Although the Blaze’s gain mandates they transfer up to the WFA’s Professional division future 12 months — in which the competitors is going to be substantially stiffer — Mile High’s longtime proprietor Wyn Flato-Dominy is stepping back again from the club. Flato-Dominy has served as the WFA’s director of operations for the past 3 several years and is now having on that purpose total-time with a aim on “the expansion and betterment of women’s football in common.”

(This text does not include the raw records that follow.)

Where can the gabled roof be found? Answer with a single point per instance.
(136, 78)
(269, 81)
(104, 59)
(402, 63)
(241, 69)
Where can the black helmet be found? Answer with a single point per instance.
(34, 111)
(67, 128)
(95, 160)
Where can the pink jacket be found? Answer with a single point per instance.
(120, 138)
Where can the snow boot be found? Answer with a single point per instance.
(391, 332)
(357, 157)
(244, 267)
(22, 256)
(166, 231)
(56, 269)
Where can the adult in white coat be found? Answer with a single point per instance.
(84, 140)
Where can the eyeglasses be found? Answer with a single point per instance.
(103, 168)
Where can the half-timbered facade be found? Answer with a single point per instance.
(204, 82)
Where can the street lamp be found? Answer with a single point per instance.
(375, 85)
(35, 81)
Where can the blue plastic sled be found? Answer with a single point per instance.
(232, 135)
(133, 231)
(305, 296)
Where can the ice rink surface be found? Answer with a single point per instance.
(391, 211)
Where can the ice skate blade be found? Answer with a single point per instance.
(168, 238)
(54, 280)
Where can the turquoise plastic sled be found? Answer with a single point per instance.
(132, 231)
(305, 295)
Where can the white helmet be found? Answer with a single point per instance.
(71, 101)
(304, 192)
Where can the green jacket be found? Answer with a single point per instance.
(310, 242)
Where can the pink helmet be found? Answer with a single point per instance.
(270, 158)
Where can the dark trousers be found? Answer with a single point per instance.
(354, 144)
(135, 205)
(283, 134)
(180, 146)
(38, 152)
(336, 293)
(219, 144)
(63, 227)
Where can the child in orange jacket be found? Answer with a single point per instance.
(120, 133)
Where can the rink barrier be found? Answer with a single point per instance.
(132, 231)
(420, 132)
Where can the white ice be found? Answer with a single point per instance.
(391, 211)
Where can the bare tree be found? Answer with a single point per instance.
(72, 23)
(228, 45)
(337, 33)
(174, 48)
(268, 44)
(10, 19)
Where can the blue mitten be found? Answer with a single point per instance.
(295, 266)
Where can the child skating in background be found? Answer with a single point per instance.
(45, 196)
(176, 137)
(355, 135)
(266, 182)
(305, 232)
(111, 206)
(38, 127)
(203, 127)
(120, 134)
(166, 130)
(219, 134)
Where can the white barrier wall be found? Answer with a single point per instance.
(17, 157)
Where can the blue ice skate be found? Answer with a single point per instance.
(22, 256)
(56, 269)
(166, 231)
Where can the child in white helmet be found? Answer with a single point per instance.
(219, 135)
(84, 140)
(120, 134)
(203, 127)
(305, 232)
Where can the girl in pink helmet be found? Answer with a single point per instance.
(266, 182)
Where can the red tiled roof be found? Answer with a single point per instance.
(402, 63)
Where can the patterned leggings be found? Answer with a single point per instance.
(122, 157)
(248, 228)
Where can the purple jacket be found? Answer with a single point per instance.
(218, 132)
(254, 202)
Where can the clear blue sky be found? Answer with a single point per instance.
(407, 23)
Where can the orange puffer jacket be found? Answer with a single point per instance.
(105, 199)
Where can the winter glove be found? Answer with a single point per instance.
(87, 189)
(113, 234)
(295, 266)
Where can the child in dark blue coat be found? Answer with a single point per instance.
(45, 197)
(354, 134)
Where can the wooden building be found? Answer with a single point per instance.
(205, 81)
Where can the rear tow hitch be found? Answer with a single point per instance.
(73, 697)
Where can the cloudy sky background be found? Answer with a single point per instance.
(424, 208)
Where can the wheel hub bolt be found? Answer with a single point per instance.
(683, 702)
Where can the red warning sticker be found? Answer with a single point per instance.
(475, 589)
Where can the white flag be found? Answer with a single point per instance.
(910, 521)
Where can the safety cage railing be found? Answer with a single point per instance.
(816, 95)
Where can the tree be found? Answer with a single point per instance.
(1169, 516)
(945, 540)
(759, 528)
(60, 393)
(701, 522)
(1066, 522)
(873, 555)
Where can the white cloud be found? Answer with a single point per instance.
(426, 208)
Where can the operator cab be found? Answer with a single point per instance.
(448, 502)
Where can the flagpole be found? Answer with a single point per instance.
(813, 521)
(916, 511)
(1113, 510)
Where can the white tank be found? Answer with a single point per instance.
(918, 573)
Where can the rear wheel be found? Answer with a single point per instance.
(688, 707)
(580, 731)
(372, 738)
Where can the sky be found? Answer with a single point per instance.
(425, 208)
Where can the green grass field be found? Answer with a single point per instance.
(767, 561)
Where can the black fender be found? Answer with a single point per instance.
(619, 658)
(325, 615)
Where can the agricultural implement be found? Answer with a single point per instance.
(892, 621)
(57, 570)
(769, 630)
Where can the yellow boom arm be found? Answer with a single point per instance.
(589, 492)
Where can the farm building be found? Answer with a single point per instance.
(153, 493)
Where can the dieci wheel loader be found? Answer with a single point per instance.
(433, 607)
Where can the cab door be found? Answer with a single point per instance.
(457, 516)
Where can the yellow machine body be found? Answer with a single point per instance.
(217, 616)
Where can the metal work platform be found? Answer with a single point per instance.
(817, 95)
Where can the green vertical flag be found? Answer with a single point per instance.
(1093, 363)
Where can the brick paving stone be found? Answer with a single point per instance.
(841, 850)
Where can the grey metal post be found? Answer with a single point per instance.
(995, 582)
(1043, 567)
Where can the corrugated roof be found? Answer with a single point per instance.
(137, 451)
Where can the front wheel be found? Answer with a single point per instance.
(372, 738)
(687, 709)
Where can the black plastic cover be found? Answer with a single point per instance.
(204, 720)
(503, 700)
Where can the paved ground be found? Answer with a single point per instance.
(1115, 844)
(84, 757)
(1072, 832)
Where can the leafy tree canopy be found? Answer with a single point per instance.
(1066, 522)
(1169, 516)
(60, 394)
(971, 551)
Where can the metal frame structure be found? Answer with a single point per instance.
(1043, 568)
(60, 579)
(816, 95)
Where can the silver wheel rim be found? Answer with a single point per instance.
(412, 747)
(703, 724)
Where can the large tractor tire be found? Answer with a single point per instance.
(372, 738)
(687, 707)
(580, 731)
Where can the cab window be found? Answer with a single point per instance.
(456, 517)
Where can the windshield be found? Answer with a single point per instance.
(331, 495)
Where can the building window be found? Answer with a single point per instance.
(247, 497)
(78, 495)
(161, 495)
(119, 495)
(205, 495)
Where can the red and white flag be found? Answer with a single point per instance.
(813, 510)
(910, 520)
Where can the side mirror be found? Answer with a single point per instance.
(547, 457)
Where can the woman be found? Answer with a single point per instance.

“I’m not strolling away from the Blaze solely — that’s my baby and I built it — but I did formally retire from the staff and handed it about to (head coach and new owner) Rob Sandlin on Saturday evening,” Flato-Dominy stated. “The staff introduced me the game ball in the conclude zone right after the game, and I let the ladies know it was official, and everybody was crying.”
Flato-Dominy operates Workforce United, an global team consisting of WFA stars. She’ll now switch her awareness to prepping that team — which will characteristic a handful of Blaze players, which includes 17-yr-outdated linebacker Leilani Caamal and 40-yr-aged veteran defensive lineman Yolanda Searcy — for three game titles towards championship Mexican groups in mid-September in Mexico City.